I hope this review of Thongor and the Wizard of Lemuria makes up for my earlier, snarky one. I’ve come to appreciate some of Carter’s writing. Kellory the Warlock is a decent enough book (reviewed here). I like the Young Thongor stories enough that I’m almost willing to call them lost classics of S&S. I’m well into his Hollow Earth book, Zanthodon, and it’s really good. But I struggle to find substantive good things to say about the first two Thongor novels.
In the next few months, I’ll be back with reviews of the rest of the original books in the series: Thongor Against the Gods, Thongor in the City of Magicians, Thongor at the End of Time, and Thongor Fights the Pirates of Tarakus. I owe it to him to read the books before dismissing them, and he did get better at writing over time. So here’s hoping!
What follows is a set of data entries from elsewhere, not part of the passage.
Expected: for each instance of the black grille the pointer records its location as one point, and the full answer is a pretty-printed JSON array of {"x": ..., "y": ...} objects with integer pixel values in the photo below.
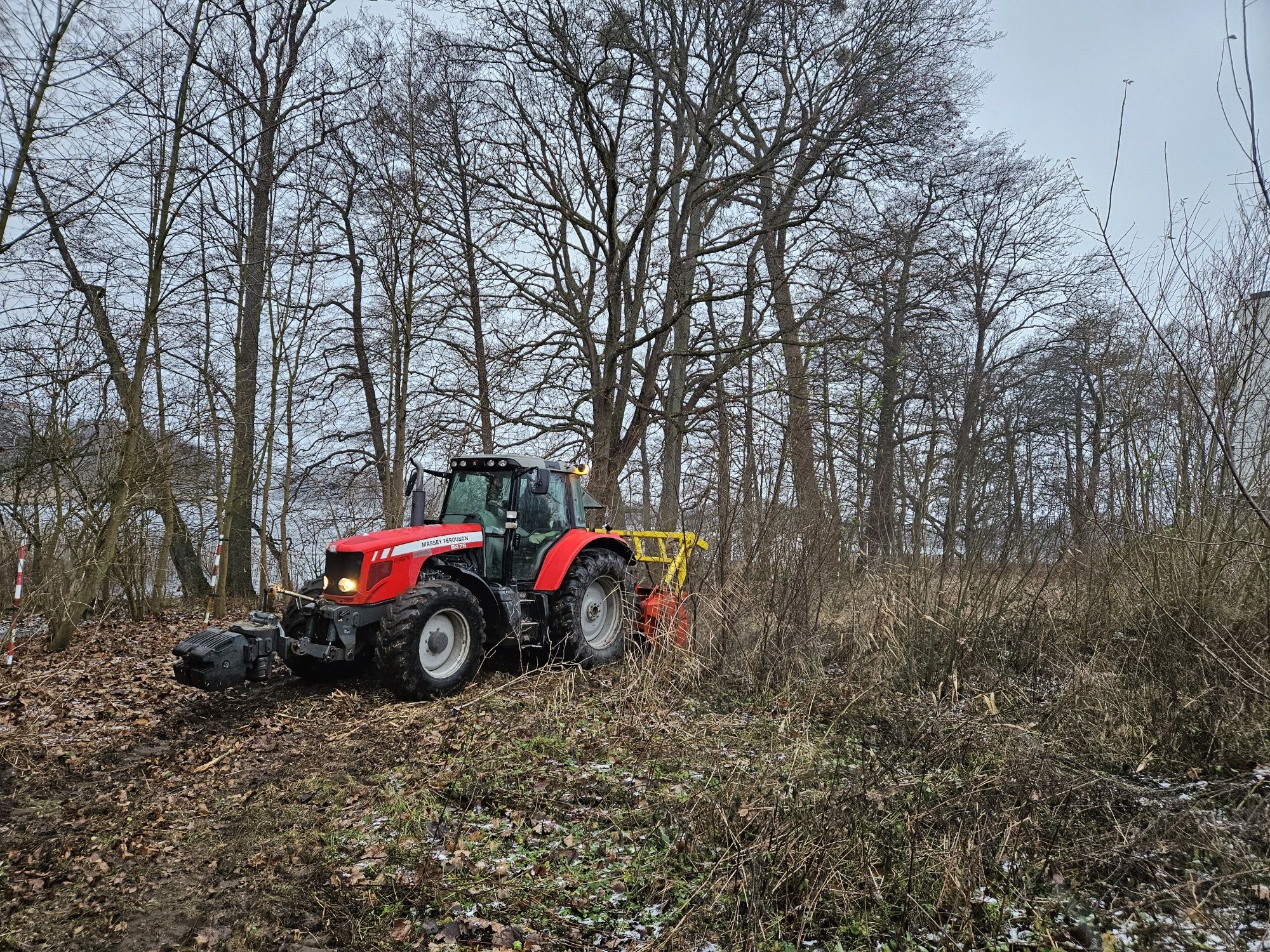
[{"x": 342, "y": 565}]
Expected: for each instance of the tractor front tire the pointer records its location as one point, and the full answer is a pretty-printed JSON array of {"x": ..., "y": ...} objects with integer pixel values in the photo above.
[
  {"x": 595, "y": 610},
  {"x": 431, "y": 642}
]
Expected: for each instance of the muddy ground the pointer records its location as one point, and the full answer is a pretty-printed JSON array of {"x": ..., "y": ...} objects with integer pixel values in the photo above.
[{"x": 647, "y": 805}]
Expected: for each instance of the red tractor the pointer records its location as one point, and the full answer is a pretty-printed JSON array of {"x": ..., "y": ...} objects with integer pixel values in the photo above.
[{"x": 510, "y": 562}]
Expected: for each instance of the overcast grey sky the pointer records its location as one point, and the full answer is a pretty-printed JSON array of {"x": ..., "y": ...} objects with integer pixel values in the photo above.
[{"x": 1059, "y": 72}]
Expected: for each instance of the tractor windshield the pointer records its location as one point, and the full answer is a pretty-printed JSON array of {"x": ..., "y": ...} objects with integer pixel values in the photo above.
[{"x": 479, "y": 498}]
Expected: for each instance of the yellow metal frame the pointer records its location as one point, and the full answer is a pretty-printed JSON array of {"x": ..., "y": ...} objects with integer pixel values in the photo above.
[{"x": 676, "y": 563}]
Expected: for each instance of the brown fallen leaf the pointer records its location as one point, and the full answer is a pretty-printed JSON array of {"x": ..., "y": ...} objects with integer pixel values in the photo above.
[
  {"x": 211, "y": 936},
  {"x": 401, "y": 931}
]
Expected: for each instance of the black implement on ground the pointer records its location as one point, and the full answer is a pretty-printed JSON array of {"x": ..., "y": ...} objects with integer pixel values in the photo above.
[{"x": 220, "y": 658}]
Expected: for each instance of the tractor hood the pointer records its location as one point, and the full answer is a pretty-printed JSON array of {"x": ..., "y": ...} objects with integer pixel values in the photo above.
[
  {"x": 412, "y": 540},
  {"x": 382, "y": 565}
]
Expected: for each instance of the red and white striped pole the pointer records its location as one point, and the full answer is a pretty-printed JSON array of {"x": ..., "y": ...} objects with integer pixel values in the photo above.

I can only recommend them to readers who want to get a fuller understanding of the evolution of the genre. Happily, Lin Carter’s reputation doesn’t rest solely on his writing. To this day, I don’t think there’s been an editor or fan who has done as much to promote and foster swords & sorcery. (You should search Black Gate for Keith West’s great ongoing reviews of the Ballantine Adult Fantasy Series — or just click here.)
Note for the brave: Like most of Lin Carter’s catalog, the Thongor books have been out of print for decades. Through the magic of Amazon cheap paperbacks are readily available.